もんじゅの判決について
平成15年1月30日
大井 昇
判決についての感じは「よくこんな難しい専門的な事柄を、仕事柄と言うものの、非専門家の裁判官がおやりになったな」ということです。判決文を見ればわかる通り、並みの勉強ではありません。この川崎和夫さんと言う裁判長は、原子炉には「絶対安全」あるいは他の技術とは違う各段に高い安全性が求められると、大真面目にお考えになったのでしょう。このお考えは証人尋問などの過程で、裁判官の個性を反映して固まり、この判決文になったのでしょう。新技術を推進する側にとっては、このような裁判官に当たったのが、大変な不幸で不運だったのです。
これは訴訟そのもののついての基本的な問題を提供していると考えます。つまり原子力のような高度の専門性と偏ることの無い判断を必要とする技術を、通常の裁判にゆだねている現在の法体系への疑問です。たまたま海外再処理委員会の顧問をしておれれる谷弘さんにお会いして雑談をしていた際、ヒントになるお話をお聞きしたので、ここで披露しご参考に供したいのです。谷さんは運輸省のご出身で科技庁、国際機関、原研などで要職を経験された方で、ご存知の方々も多いと思います。

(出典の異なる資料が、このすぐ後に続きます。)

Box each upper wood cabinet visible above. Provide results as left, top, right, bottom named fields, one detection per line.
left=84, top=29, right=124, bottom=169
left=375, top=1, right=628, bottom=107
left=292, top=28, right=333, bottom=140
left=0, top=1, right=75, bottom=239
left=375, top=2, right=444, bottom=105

谷さんのご指摘は運輸省の所管である船、飛行機などでは、事故原因の究明が中心ではありますが、裁判(一審)は海難審判庁や航空・鉄道事故調査委員会の所掌で、高度の専門家集団が判断に当たられるということです。確かに、飛行機の事故などを考えると、余程の専門性と偏らない判断が無いと無理、つまり通常の裁判では無理というのが容易に理解できますね。日本は三権分立を取っているので、最終的判断は裁判所しか無いわけですが、非常に専門性の高い分野については、このように事前に技術的審査機関が審査をし、裁判所もその判断を参考にするという手法が取られています。勿論同じような仕組みを、今の原子力の組織にすぐに当てはめるというのは、原子力安全委員会などがある現在のシステムから見直す必要があるかも知れません。しかし新技術を挑戦する社会として、今後是非考えて行く必要がある事項であると思います。